Jumat, 07 September 2012

Sempurna Sama Dengan Narsis, Setuju?


Setiap orang ingin terlihat sempurna – baik itu secara kualitas maupun kuantitas, yang jelas hampir tidak ada orang di dunia ini yang ingin menampakan ketidak sempurnaannya. Saya pernah membicarakan ini dengan beberapa teman tentang apa dan kenapa setiap orang begitu terobsesi dengan kesempurnaan yang padahal sudah sering kali kita diingatkan bahwa tidak ada satupun manusia yang sempurna – begitu yang ditulis dan diajarkan dalam kitab serta agama. Tapi kenapa kecenderungan tiap orang untuk menyangkal ketidak sempurnaan mereka begitu besar?

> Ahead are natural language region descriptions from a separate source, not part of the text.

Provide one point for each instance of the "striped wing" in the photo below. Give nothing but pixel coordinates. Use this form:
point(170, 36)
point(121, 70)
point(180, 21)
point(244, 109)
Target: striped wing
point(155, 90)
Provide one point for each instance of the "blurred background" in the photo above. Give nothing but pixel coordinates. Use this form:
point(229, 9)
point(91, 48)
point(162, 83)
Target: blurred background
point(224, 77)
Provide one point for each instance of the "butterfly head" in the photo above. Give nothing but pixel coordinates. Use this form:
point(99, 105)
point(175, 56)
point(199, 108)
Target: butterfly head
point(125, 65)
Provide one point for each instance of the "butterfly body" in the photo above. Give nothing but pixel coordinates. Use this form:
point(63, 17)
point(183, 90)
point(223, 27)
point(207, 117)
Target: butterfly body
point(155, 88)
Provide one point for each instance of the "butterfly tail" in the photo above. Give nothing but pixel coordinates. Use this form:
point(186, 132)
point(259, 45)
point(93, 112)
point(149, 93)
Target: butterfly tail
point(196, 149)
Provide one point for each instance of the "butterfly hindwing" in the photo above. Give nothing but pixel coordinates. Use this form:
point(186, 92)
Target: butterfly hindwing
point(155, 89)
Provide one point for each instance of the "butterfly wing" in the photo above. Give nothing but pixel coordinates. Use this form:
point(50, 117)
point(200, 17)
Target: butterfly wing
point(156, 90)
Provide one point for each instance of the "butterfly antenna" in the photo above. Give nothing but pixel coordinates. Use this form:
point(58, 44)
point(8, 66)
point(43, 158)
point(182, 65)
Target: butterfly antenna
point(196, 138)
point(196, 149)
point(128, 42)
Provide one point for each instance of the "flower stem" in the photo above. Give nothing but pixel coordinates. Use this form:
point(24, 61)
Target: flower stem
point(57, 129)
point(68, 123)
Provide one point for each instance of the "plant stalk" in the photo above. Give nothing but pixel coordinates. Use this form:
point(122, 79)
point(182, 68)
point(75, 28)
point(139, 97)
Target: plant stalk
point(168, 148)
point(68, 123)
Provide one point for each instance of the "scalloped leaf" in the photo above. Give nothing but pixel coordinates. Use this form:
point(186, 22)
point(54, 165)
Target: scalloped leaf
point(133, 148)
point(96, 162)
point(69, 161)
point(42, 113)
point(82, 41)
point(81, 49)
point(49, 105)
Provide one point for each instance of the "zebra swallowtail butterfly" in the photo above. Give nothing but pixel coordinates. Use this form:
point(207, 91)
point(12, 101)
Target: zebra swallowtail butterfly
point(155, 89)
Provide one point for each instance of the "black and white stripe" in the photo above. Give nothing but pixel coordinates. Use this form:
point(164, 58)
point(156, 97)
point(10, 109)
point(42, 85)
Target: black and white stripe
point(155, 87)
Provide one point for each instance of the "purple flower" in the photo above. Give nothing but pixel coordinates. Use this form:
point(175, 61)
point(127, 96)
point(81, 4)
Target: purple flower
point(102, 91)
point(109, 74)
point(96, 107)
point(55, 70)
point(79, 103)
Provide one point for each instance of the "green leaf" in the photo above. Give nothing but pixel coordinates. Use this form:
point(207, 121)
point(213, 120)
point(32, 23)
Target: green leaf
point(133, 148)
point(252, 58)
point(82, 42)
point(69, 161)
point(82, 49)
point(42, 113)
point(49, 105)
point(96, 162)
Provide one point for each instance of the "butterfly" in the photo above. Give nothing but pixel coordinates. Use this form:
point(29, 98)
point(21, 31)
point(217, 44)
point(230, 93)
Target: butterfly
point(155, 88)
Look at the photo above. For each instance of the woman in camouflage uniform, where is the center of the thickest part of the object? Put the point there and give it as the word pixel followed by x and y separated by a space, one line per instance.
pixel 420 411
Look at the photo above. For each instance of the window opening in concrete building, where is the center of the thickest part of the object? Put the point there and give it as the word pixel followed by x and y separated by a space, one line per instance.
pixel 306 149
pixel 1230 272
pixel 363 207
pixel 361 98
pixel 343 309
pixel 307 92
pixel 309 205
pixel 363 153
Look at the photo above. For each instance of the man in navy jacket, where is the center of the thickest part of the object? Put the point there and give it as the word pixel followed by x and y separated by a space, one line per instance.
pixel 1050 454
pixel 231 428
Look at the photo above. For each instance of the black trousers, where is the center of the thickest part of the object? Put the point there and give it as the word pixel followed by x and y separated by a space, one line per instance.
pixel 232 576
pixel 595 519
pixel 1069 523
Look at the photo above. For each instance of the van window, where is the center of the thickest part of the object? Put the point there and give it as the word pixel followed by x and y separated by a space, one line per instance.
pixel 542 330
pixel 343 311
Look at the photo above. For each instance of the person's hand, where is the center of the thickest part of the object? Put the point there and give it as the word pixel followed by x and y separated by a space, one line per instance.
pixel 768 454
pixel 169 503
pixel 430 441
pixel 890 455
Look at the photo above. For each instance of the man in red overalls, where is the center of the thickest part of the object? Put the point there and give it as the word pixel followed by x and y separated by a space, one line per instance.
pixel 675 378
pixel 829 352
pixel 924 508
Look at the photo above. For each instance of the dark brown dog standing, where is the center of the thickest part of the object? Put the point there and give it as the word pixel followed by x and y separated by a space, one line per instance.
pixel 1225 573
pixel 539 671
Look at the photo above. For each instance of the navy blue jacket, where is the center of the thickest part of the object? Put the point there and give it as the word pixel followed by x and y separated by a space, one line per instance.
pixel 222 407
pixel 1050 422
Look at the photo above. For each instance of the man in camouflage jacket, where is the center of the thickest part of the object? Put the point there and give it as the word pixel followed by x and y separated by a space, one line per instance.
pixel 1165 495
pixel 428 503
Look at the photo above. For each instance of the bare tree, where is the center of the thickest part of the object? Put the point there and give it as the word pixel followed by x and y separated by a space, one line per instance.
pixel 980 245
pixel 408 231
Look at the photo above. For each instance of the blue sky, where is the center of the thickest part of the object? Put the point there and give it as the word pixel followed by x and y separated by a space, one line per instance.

Teman - teman saya ini berpendapat bahwa itu dikarenakan adanya sifat – sifat narcisistic (baca : narsis) yang dimiliki oleh setiap orang. Ya mungkin saja begitu, mengingat sebagai homo sapiens sapiens (atau “manusia purba yang moderen”, terdengar aneh ya?) kita cenderung memiliki kecintaan terhadap diri sendiri. Jika begitu, apakah ini semua hanya soal narsis atau tidak? Karena kalau, apakah para perempuan yang suka berdandan agak berlebihan juga termasuk ke dalam kategori narsis? Sedangkan di satu sisi, jika mereka tidak begitu kemungkinan terbesar pasangan mereka akan berpaling kepada perempuan lain yang jauh lebih mahir berdandan? Bukan bermaksud membela kepentingan feminim, tapi dalam kondisi seperti ini, sebenarnya siapa yang memiliki andil lebih besar? Mereka yang narsis? Atau mereka yang memaksa seseorang untuk narsis?

Sejujurnya saya sendiri bukanlah orang yang terlalu narsis–setidaknya ke'narsis'an saya mungkin bukan terletak pada tampilan atau dandanan, dan pastinya juga bukan pada perilaku masturbasi atau onani (karena pada saat kuliah dulu, dosen saya pernah bilang kalau ternyata perilaku ini juga mengindikasikan gejala narcisistic. Saya sendiri masih mencari tahu soal kebenaran teori dosen saya itu). Tapi kalau ternyata bahwa anggapan beberapa teman saya ini benar, maka saya bisa beranggapan bahwa kesempurnaan yang dicari oleh kebanyakan orang bisa jadi hanya berkisar antara gincu, alas bedak, maskara, obat jerawat, facial scrub, dan (mohon maaf) sex.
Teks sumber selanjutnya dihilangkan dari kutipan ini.